Liquideren van Belgische vennootschap wordt duurder

In Archief by robert

De begrotingscontroles en daarmee gepaard gaande fiscale maatregelen volgen elkaar in snel tempo op. Zonet nog heeft de federale regering Di Rupo beslist tot het invoeren van een zogenaamde “Fairness Tax”, een belasting voor grote ondernemingen die door fiscale verliesverrekening en notionele interestaftrek amper vennootschapsbelasting betalen maar wel dividenden uitkeren. Momenteel worden in het Parlement nog de wetsontwerpen behandeld met betrekking tot de fiscale maatregelen waarover de federale regering in de vorige begrotingsronde eind maart 2013 een akkoord had bereikt.

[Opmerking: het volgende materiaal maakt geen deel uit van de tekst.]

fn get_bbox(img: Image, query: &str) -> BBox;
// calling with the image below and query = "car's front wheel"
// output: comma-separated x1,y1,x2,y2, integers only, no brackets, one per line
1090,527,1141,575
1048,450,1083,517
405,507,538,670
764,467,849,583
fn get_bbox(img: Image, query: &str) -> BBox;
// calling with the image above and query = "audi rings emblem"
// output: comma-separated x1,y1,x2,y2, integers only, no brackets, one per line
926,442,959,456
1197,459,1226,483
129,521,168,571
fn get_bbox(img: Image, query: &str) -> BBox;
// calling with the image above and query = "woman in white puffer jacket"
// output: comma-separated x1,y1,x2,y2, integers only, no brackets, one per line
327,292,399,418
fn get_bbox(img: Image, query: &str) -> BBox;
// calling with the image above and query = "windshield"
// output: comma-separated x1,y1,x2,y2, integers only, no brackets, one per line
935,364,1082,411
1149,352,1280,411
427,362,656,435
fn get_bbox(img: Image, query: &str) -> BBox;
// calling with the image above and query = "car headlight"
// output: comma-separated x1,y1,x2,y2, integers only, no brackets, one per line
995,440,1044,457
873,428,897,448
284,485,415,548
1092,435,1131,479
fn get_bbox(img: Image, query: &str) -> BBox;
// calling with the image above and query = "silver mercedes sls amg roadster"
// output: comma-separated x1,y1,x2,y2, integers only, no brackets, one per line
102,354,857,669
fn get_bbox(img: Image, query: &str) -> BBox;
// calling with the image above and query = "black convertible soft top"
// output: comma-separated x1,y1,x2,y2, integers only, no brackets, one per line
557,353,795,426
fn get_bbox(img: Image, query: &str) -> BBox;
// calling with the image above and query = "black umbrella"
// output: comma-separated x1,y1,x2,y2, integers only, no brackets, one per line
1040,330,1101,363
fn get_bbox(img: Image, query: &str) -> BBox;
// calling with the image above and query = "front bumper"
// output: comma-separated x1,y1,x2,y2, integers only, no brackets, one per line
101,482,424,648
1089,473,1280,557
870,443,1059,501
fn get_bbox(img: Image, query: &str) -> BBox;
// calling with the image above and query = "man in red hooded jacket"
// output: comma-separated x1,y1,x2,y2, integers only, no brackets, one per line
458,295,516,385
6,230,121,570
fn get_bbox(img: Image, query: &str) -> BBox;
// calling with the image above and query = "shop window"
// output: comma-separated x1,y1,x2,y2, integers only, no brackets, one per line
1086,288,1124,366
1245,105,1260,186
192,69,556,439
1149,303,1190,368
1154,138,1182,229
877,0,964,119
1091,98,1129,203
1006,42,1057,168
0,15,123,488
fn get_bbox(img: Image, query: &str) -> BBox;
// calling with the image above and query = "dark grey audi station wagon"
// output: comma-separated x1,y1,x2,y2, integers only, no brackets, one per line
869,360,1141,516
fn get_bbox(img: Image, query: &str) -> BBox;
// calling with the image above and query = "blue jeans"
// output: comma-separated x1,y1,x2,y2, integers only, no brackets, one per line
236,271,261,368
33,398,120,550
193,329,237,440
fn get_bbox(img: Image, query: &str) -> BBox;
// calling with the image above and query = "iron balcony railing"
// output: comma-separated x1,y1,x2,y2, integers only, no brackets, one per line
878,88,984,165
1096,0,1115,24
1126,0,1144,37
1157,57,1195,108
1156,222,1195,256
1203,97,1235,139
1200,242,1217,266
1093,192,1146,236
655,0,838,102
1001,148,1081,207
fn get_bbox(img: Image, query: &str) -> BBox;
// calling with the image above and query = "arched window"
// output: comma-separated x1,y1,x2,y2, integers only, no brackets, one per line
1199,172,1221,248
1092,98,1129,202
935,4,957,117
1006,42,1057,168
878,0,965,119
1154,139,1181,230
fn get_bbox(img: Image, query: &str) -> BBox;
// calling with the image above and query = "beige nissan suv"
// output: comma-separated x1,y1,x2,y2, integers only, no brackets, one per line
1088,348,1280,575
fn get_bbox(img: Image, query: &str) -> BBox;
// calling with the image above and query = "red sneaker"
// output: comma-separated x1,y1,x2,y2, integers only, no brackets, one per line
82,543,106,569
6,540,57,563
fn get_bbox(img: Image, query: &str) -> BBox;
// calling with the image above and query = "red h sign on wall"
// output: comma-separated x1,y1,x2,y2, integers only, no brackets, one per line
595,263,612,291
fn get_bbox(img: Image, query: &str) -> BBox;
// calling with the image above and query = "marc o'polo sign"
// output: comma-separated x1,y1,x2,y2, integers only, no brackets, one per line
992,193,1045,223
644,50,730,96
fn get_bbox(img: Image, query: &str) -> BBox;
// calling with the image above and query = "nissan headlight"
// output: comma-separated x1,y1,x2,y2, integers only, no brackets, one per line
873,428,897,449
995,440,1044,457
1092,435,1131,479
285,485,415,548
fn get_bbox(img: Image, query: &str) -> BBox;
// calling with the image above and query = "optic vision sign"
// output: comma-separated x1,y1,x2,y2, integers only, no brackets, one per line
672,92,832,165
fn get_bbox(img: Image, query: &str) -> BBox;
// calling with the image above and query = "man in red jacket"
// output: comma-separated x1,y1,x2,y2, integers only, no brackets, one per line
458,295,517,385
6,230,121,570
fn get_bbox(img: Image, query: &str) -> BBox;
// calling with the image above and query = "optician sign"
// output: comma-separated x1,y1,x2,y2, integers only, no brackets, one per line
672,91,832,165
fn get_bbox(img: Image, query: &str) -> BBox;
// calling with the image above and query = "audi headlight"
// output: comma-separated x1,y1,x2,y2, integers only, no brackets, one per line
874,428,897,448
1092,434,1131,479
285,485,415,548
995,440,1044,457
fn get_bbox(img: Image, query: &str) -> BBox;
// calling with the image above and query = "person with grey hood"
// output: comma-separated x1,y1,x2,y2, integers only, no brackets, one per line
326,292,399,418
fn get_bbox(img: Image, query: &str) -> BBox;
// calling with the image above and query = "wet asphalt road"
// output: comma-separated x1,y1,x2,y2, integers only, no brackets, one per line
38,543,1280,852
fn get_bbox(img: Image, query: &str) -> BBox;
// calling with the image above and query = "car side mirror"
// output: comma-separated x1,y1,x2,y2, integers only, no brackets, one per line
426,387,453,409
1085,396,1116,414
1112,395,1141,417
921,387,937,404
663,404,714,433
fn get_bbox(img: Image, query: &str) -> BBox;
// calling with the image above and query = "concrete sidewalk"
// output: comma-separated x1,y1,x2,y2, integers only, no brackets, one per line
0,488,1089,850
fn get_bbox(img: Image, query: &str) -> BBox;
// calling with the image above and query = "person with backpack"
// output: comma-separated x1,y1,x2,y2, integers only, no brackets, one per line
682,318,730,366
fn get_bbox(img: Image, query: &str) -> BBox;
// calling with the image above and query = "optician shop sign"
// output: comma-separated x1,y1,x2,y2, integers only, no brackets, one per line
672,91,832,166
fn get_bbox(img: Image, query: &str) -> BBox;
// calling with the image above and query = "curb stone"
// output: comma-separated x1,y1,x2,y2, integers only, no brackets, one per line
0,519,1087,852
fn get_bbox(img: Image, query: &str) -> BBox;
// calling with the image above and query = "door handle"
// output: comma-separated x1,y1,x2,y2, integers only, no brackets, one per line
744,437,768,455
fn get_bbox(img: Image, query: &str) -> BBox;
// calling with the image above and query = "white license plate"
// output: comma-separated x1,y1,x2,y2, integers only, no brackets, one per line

Liquidatieheffing naar 25% vanaf 1 oktober 2014
Veruit de meest in het oog springende maatregel is de verhoging van de belastingheffing bij liquidatie: het tarief van de roerende voorheffing op liquidatieboni stijgt van 10 naar 25%. Deze verhoging zal zich in de praktijk vooral laten voelen bij vennootschappen die aangehouden worden door particuliere aandeelhouders. Denk maar aan management- of patrimoniumvennootschappen, of nog, kasgeldvennootschappen die op het punt staan om geliquideerd te worden. Belgische vennootschappen die deel uitmaken van een groep zullen bij liquidatie nog steeds beroep kunnen doen op de ruime vrijstelling van roerende voorheffing mits in hoofde van hun aandeelhouders (groepsvennootschappen) voldaan is aan de voorwaarden van de wet (o.a. minimumdeelneming van 10%).
De verhoging zal pas van toepassing zijn vanaf 1 oktober 2014. Intussen blijft het nog mogelijk te liquideren tegen een tarief van 10%.

Overgangsmaatregel
Om te vermijden dat vennootschappen massaal geliquideerd worden, zal een overgangsregeling gelden waarbij vennootschappen onder bepaalde voorwaarden hun bestaande reserves kunnen uitkeren onder een tarief van 10%. Pro memorie: op een “gewone” dividenduitkering is in regel een roerende voorheffing van 25% roerende voorheffing verschuldigd.
Op basis van voornoemde overgangsregeling zal een vennootschap, gedurende een beperkte periode en voor zover voldaan wordt aan bepaalde voorwaarden, belaste reserves kunnen uitkeren aan haar aandeelhouders onder inhouding van een verlaagde roerende voorheffing van 10%.
De uitkering zal evenwel niet contant kunnen gebeuren. De verlaagde roerende voorheffing wordt immers afhankelijk gemaakt van de verplichting om de uitgekeerde reserves onmiddellijk terug in het kapitaal van de vennootschap in te brengen. Het kapitaal dat aldus gecreëerd wordt zal als fiscaal gestort kapitaal worden aangemerkt dat vervolgens na verloop van 8 jaar (4 jaar voor kleine of middelgrote ondernemingen) zonder verdere roerende voorheffing kan worden uitgekeerd.
Op het ogenblik van de uitkering betaalt de aandeelhouder wel al 10% roerende voorheffing. Aangezien hij pas na verloop van 8 jaar (of 4 jaar) een effectieve betaling vanuit de vennootschap ontvangt, gaat het in feite dus om een vooruitbetaling van roerende voorheffing gelijk aan het tarief van de huidige liquidatieheffing.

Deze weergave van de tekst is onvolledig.